Associate Professor, School of Civil and Environmental Engineering, Georgia Institute of Technology, Atlanta, GA
Geotechnical Professional, WPC Engineering, Mountain Pleasant, SC
(Received 30 July 2003; accepted 20 May 2004)
A non-resonance (NR) test method is introduced to determine dynamic soil properties at low strain amplitudes over a broad frequency range using a conventional resonant column/torsional shear (RC/TS) apparatus. The theoretical background of the NR method is presented and it is shown that the shear modulus and material damping ratio can be obtained from frequency response measurements between the applied torque and resulting rotational displacement of the specimen.
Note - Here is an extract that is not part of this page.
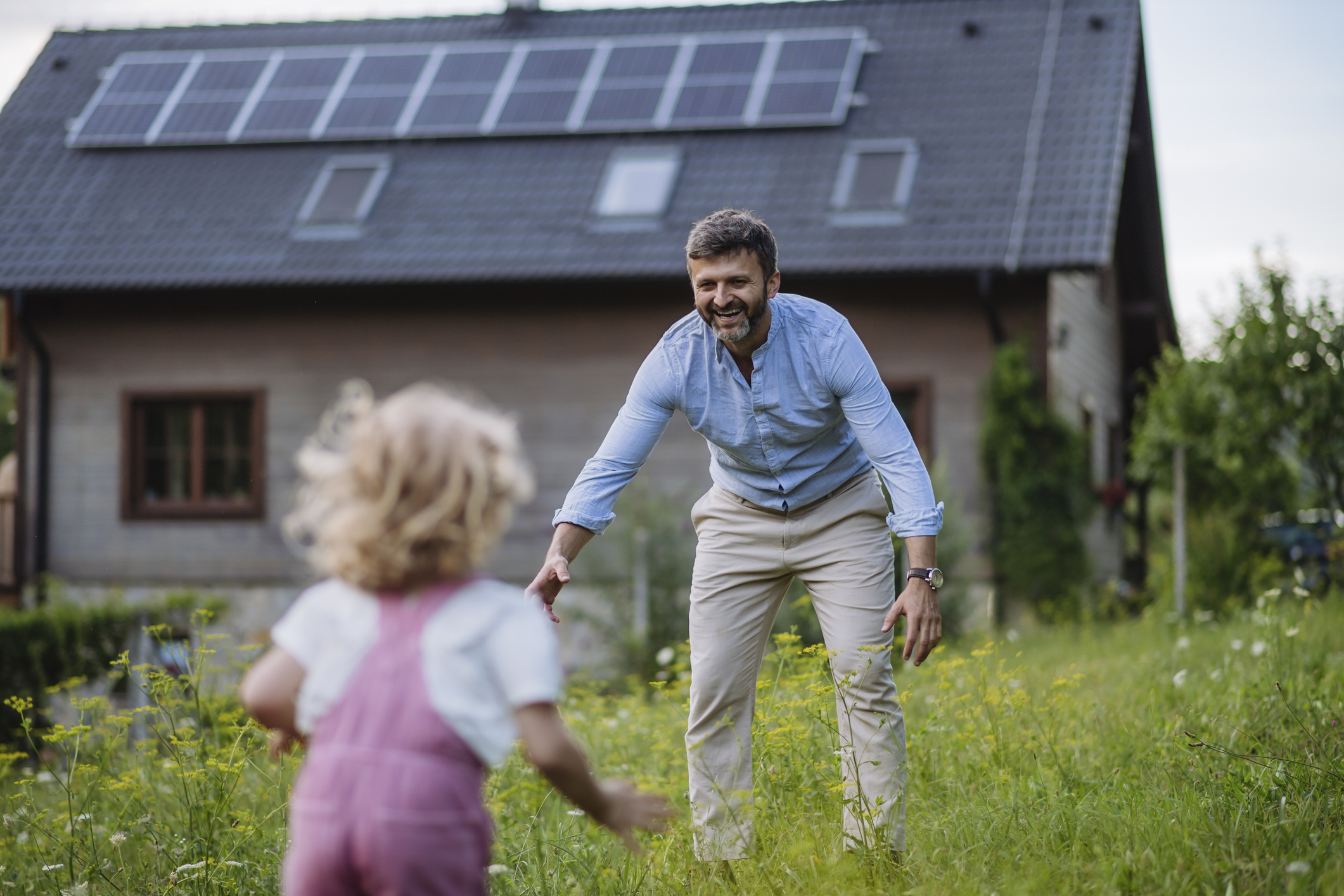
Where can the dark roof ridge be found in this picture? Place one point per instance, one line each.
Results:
(480, 16)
By properly accounting for inertia effects, the NR method allows measurements at frequencies (e.g., 2–30 Hz) that fill the gap between conventional RC and TS tests. Experimental results are presented for aluminum alloy, polymethyl methacrylate (PMMA), and soil specimens over the frequency range of 0.01–30 Hz. Values for aluminum alloy and PMMA, used as calibration materials, obtained with the NR method agree well with reference values from the literature and help validate the approach. Tests on two soil specimens indicate that the NR method permits continuous measurements of shear modulus and material damping ratio of soils over a broad frequency range, which has the potential to yield improved understanding of viscoelastic soil behavior and provide dynamic soil properties over a range of frequencies appropriate for a variety of natural and man-made vibration sources.